The attacks we’ve observed in the recent campaign against resellers and service providers have not attempted to exploit any flaw or vulnerability in software but rather used well-known techniques, like password spray and phishing, to steal legitimate credentials and gain privileged access.

Microsoft admits that while it had asked its resellers to use multi-factor authentication for logins it did not, up to now, enforce that policy:

We have long maintained and evolved the security requirements and policies we enforce with service providers that sell or support Microsoft technology. For example, in September 2020, we updated contracts with our resellers to expand Microsoft’s abilities and rights to address reseller security incidents and to require that resellers implement specific security protections for their environments, such as restricting Partner Portal access and requiring that resellers enable multi-factor authentication (MFA) in accessing our cloud portals and underlying services, and we will take the necessary and appropriate steps to enforce these security commitments.
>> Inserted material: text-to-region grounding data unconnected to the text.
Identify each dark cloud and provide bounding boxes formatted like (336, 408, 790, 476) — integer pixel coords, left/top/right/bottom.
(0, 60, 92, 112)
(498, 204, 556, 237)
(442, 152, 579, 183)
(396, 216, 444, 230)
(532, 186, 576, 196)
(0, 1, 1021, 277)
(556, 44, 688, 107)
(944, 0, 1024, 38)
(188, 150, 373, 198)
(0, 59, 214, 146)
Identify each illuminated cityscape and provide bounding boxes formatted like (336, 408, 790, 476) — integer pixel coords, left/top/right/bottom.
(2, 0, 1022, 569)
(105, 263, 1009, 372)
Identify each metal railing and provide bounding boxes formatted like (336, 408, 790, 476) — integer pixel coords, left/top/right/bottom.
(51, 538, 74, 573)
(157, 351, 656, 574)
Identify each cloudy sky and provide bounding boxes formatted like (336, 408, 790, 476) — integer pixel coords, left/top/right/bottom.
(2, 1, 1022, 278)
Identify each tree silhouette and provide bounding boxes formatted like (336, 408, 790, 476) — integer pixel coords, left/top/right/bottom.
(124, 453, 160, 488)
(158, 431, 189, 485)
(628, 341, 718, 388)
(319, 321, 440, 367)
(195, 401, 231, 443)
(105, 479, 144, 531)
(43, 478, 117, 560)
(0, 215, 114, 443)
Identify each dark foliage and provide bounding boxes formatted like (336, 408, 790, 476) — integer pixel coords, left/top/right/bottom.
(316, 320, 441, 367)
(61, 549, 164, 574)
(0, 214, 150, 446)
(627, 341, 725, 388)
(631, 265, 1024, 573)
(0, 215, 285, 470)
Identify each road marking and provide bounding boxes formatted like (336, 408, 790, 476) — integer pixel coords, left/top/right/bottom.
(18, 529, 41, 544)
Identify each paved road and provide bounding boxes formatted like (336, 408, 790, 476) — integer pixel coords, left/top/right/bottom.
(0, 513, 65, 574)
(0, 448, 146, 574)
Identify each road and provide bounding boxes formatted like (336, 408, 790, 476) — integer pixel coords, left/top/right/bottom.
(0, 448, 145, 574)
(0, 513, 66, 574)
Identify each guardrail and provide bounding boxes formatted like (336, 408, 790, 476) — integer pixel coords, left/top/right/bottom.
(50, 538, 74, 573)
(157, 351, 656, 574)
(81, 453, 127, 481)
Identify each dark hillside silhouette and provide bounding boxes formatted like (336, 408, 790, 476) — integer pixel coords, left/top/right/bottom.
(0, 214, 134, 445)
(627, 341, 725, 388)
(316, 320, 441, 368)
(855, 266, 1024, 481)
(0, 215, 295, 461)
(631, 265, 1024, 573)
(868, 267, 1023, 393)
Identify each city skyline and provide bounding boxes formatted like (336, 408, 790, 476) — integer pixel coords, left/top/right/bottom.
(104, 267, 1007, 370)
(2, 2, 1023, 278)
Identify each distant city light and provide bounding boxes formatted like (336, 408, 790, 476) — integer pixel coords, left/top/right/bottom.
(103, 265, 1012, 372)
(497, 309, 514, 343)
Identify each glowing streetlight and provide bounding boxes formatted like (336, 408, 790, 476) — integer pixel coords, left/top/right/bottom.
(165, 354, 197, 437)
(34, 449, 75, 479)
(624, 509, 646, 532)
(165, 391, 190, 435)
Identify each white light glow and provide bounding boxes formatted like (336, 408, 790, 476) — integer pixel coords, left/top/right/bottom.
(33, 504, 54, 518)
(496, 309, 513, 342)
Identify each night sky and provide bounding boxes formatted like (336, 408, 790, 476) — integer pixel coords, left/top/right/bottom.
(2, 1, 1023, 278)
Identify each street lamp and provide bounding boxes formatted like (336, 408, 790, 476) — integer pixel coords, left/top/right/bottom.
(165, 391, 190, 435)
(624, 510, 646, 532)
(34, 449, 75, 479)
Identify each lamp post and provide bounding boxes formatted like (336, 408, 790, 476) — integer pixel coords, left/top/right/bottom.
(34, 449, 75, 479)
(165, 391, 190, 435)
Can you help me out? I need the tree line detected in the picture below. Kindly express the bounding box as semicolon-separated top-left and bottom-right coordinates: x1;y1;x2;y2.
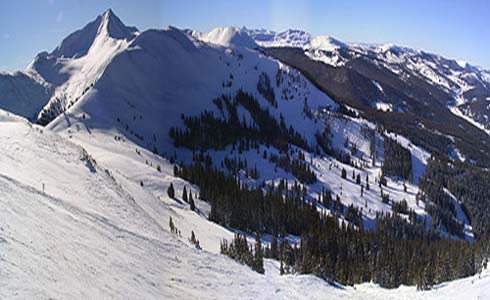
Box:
174;155;490;289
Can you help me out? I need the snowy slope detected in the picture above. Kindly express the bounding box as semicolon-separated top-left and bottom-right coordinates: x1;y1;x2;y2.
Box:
41;11;472;238
191;26;258;49
0;110;488;299
254;29;490;130
45;24;389;233
0;71;52;120
48;25;336;160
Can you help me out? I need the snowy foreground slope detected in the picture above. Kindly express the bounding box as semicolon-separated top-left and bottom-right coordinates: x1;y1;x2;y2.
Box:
1;110;490;300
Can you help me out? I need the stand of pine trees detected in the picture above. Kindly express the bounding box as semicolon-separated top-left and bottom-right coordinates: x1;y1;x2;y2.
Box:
174;157;490;289
169;90;310;153
264;213;490;290
419;153;490;238
269;152;316;184
257;72;277;107
221;232;264;274
382;137;412;182
175;158;318;235
166;86;490;290
315;129;351;165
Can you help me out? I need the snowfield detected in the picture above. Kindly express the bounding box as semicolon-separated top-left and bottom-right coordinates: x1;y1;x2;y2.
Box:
1;109;490;299
1;105;489;299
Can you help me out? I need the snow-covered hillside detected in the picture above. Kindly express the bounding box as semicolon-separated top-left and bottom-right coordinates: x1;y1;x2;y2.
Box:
42;16;464;238
0;108;488;299
190;26;258;49
0;71;51;121
251;28;490;131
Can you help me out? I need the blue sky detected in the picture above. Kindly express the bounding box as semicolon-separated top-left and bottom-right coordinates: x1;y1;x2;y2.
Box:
1;0;489;71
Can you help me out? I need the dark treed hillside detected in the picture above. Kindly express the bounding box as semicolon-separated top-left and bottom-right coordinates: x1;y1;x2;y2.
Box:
264;47;490;167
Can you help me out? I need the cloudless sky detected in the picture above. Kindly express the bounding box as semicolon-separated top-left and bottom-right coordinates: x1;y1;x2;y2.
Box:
1;0;489;71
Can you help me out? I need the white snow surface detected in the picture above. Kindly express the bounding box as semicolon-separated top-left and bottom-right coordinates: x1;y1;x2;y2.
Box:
375;101;393;112
191;26;258;49
0;71;52;120
256;29;345;52
0;108;488;299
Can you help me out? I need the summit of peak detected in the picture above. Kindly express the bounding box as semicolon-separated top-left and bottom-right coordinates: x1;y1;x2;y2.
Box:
98;8;138;40
102;8;114;17
194;26;257;49
49;9;137;59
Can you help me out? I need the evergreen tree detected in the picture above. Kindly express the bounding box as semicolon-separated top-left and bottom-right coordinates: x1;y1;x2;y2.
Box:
270;232;278;259
183;186;188;202
189;230;201;249
253;232;265;274
189;192;196;211
169;216;175;233
167;183;175;199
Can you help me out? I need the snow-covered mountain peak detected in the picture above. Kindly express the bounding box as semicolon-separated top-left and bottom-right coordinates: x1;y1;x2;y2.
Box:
256;29;346;52
98;8;138;40
193;26;258;49
49;9;137;59
19;9;139;125
130;27;199;56
310;35;346;51
241;27;276;42
261;29;313;48
362;43;418;57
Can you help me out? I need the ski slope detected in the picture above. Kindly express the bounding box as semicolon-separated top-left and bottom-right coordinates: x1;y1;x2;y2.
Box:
1;110;489;299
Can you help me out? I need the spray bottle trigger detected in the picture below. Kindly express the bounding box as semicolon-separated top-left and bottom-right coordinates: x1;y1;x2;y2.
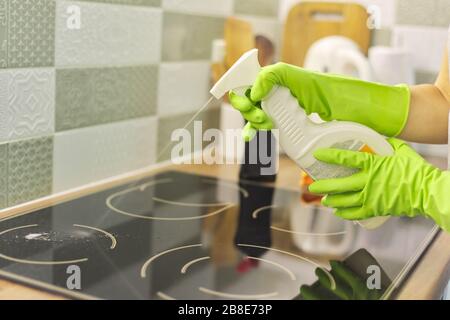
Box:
231;86;252;98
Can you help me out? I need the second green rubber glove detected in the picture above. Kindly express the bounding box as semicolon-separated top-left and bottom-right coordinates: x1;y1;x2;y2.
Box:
229;62;410;140
309;138;450;232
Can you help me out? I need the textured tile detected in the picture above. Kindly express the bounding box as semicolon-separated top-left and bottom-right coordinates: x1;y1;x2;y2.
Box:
415;70;438;84
56;1;162;67
8;136;53;207
371;28;392;46
157;107;220;161
56;65;158;131
158;61;211;117
76;0;161;6
162;12;225;61
392;26;448;72
53;117;157;192
234;0;279;17
0;143;7;208
0;68;55;143
162;0;233;16
435;0;450;27
8;0;55;68
397;0;437;26
0;1;7;68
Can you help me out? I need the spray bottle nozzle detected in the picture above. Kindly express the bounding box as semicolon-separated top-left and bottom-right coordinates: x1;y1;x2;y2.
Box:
210;49;261;99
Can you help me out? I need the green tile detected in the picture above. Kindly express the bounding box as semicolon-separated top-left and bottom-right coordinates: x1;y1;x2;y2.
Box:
0;1;7;68
434;0;450;27
76;0;161;6
0;143;7;209
56;66;158;131
371;28;392;47
397;0;437;26
8;0;55;68
415;70;438;84
8;136;53;207
157;107;221;161
234;0;279;17
162;12;225;61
Had Microsoft taken those “necessary and appropriate steps” earlier no hack could have had occurred. But it was Microsoft which let its cloud resellers get away with providing less security to their customers than Twitter provides for my @MoonofA account.

To blame Russia for the resulting mess is obviously just a diversion from Microsoft’s culpability. To manipulate that into a politically charged international incident that ‘challenges’ the U.S. president is dangerous warmongering.